An appraisal may be needed to ascertain an accurate value of an asset in a divorce or estate matter. Parties may elect to use one appraiser or have competing appraisers. When choosing an appraiser, it is important to make sure the appraiser is licensed or certified. A licensed appraiser has met the minimum requirements for practice. A certified appraiser must complete additional classroom hours and practice in the field. A list of all licensed and certified appraisers is available on the appraisal subcommittee website.

An ideal appraiser should have prior experience with the exact type of appraisal sought. This would include experience in the geographic market, the type of property, and intended use of the property.
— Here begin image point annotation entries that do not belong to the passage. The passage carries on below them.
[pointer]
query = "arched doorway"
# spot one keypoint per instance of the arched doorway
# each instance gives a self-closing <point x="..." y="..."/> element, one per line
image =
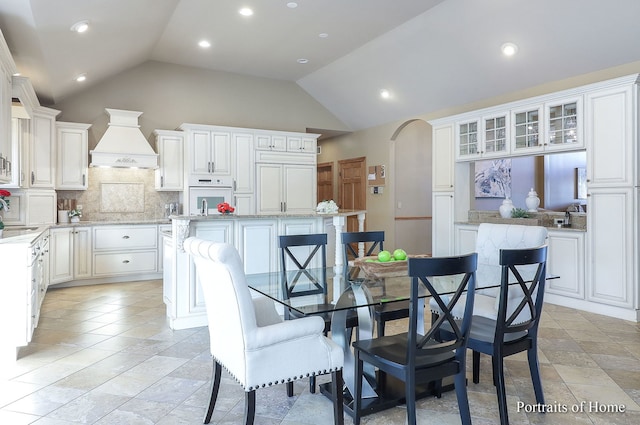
<point x="411" y="153"/>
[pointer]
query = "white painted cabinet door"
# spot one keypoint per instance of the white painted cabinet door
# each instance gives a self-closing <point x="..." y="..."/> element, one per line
<point x="61" y="258"/>
<point x="565" y="258"/>
<point x="169" y="176"/>
<point x="609" y="131"/>
<point x="299" y="188"/>
<point x="269" y="189"/>
<point x="443" y="221"/>
<point x="443" y="158"/>
<point x="42" y="152"/>
<point x="41" y="207"/>
<point x="244" y="157"/>
<point x="73" y="144"/>
<point x="256" y="241"/>
<point x="82" y="253"/>
<point x="610" y="246"/>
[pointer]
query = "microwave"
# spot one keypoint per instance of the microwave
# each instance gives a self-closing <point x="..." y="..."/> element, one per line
<point x="212" y="195"/>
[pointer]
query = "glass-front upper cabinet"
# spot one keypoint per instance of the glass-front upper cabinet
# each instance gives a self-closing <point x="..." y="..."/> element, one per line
<point x="496" y="135"/>
<point x="468" y="141"/>
<point x="482" y="138"/>
<point x="527" y="132"/>
<point x="564" y="125"/>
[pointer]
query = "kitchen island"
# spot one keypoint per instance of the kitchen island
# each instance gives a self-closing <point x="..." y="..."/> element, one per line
<point x="256" y="239"/>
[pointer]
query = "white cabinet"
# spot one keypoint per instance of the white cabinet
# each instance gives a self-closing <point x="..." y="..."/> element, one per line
<point x="565" y="258"/>
<point x="70" y="254"/>
<point x="5" y="124"/>
<point x="285" y="188"/>
<point x="272" y="142"/>
<point x="443" y="224"/>
<point x="257" y="243"/>
<point x="41" y="207"/>
<point x="443" y="158"/>
<point x="169" y="176"/>
<point x="42" y="152"/>
<point x="286" y="142"/>
<point x="610" y="137"/>
<point x="73" y="156"/>
<point x="210" y="153"/>
<point x="125" y="250"/>
<point x="486" y="137"/>
<point x="244" y="173"/>
<point x="610" y="243"/>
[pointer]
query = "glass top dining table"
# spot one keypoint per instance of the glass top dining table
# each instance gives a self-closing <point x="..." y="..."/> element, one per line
<point x="360" y="294"/>
<point x="307" y="298"/>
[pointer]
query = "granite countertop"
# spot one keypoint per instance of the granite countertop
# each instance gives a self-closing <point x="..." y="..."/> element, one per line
<point x="340" y="213"/>
<point x="28" y="234"/>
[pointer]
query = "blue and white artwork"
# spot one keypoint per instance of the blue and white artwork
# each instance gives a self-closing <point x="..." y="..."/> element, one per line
<point x="493" y="178"/>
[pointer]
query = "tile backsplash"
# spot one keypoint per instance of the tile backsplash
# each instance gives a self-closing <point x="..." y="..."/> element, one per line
<point x="120" y="194"/>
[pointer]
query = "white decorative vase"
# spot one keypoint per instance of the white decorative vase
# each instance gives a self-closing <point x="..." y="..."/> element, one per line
<point x="532" y="202"/>
<point x="63" y="216"/>
<point x="506" y="208"/>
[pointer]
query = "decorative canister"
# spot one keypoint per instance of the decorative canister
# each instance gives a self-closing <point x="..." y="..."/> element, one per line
<point x="506" y="208"/>
<point x="532" y="202"/>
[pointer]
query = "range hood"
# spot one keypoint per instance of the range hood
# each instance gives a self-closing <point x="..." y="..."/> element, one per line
<point x="123" y="145"/>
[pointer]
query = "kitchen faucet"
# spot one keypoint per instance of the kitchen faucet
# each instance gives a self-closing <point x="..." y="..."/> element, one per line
<point x="204" y="210"/>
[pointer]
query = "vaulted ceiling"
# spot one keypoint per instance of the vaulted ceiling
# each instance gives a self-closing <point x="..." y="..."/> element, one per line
<point x="429" y="54"/>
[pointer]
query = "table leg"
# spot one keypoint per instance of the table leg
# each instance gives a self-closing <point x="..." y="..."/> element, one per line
<point x="354" y="295"/>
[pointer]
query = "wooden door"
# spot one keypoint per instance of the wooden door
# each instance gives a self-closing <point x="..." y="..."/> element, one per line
<point x="325" y="182"/>
<point x="352" y="185"/>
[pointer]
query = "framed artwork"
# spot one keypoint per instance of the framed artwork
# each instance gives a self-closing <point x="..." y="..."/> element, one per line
<point x="493" y="178"/>
<point x="581" y="183"/>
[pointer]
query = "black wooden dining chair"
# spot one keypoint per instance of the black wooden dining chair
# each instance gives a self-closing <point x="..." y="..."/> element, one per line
<point x="385" y="312"/>
<point x="516" y="327"/>
<point x="298" y="254"/>
<point x="414" y="358"/>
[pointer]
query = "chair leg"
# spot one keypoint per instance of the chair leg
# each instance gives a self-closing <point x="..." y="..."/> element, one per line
<point x="215" y="386"/>
<point x="460" y="382"/>
<point x="249" y="407"/>
<point x="380" y="324"/>
<point x="476" y="367"/>
<point x="357" y="391"/>
<point x="338" y="401"/>
<point x="410" y="397"/>
<point x="534" y="369"/>
<point x="498" y="373"/>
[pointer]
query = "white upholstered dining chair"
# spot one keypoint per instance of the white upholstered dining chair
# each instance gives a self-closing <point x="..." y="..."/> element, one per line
<point x="250" y="340"/>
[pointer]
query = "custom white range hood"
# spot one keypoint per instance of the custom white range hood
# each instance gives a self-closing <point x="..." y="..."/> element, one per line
<point x="123" y="145"/>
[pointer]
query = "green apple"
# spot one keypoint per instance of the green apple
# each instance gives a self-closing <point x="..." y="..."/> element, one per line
<point x="399" y="254"/>
<point x="384" y="256"/>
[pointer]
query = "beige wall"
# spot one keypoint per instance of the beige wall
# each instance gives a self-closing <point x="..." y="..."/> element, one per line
<point x="374" y="143"/>
<point x="169" y="95"/>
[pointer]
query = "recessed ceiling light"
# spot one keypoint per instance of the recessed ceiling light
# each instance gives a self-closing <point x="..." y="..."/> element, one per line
<point x="509" y="49"/>
<point x="80" y="26"/>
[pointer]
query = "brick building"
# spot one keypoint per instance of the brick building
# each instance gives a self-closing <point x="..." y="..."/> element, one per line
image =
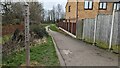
<point x="87" y="9"/>
<point x="81" y="9"/>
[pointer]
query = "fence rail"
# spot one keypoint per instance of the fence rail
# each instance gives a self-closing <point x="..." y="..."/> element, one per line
<point x="96" y="30"/>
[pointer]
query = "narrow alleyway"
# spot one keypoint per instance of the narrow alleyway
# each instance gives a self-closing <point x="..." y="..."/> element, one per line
<point x="77" y="53"/>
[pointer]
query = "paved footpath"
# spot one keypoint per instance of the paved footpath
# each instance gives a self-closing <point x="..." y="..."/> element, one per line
<point x="77" y="53"/>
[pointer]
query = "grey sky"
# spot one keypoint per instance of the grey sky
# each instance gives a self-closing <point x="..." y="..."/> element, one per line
<point x="48" y="4"/>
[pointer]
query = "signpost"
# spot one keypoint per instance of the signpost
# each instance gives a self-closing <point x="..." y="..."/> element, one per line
<point x="27" y="35"/>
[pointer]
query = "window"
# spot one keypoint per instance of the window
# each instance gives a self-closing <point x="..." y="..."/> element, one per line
<point x="69" y="8"/>
<point x="88" y="5"/>
<point x="102" y="6"/>
<point x="117" y="5"/>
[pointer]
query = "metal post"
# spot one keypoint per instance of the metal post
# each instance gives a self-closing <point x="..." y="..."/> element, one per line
<point x="111" y="33"/>
<point x="95" y="30"/>
<point x="76" y="16"/>
<point x="27" y="35"/>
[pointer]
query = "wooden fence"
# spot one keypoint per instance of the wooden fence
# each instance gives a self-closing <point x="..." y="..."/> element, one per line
<point x="68" y="26"/>
<point x="86" y="30"/>
<point x="9" y="29"/>
<point x="100" y="36"/>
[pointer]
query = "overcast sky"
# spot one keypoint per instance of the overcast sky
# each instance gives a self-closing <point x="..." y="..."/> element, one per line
<point x="48" y="4"/>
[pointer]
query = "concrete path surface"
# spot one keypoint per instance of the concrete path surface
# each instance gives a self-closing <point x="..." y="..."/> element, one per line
<point x="77" y="53"/>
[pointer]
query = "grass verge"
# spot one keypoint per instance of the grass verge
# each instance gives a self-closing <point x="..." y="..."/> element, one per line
<point x="40" y="55"/>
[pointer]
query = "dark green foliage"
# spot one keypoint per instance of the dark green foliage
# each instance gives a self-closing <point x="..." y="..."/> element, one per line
<point x="44" y="54"/>
<point x="16" y="33"/>
<point x="40" y="31"/>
You should discuss with the appraiser if any information you supply to them is confidential and should not be included in their report. You should also make it clear who the appraiser is permitted to discuss the appraisal with and/or share the report with. Finally, you should be clear about the valuation date for the appraisal. This may be the date of purchase, date of separation, date of death, or current value. Per the Uniform Standards of Professional Appraisal Practice, appraisers are not permitted to revise an appraisal to account for a different valuation date after completion. Instead, the standards require a completely new appraisal which is not cost-efficient.

The marital home is often one of the bigger assets to be divided in the context of a divorce. There are two options available regarding division of the marital residence. First, one party can keep the home and buy the other party out for their share of the equity. Equity would be determined by the fair market value of the home minus any mortgages or other liens on the home. The second option is for the home to be sold and the proceeds divided among the party. As a matter of equitable distribution, the disposition of a home would generally not be heard until grounds for the divorce have been established and the matter is scheduled for court. However, the family court has the authority to make determinations regarding a marital home even prior to or an equitable distribution hearing or entry of a divorce decree. The court can grant one of the parties exclusive possession of the home while the divorce is pending under Section 3502 of the Divorce Code. An award for exclusive possession should not be given lightly and the party requesting it has the burden of proving its necessity.

Section 3323 gives the court general equity powers to issue any order necessary to protect the interests of the parties or as justice requires. This can include an order mandating a party to pay the mortgage on time, forcing the home to be sold if neither party can afford it pending divorce, and even decisions on which realtor should be used or what the listing price should be and decisions on dropping the price. If reaching a private agreement on what to do with a marital residence, you should contemplate issues which may arise and set forth contingency plans. For example, you can spell out how all expenses of the home will be covered post-separation. You can dictate a timeline for buy-out of equity if one party is keeping the home. Commonly, a refinance is done to remove the other party’s name from the financial responsibility for the home and to access funds necessary for the buy-out. In the case of sale, you can specify at the outset how a realtor will be chosen, what range is acceptable for the asking price, under what circumstances reductions will be made to the listing price if the home has not sold within a certain time frame. It is also useful to explain how parties will be compensated, if at all, for any pricey expenses/repairs above the costs of regular maintenance to ensure the home will sell. Lastly, you want to spell out how the proceeds will be split.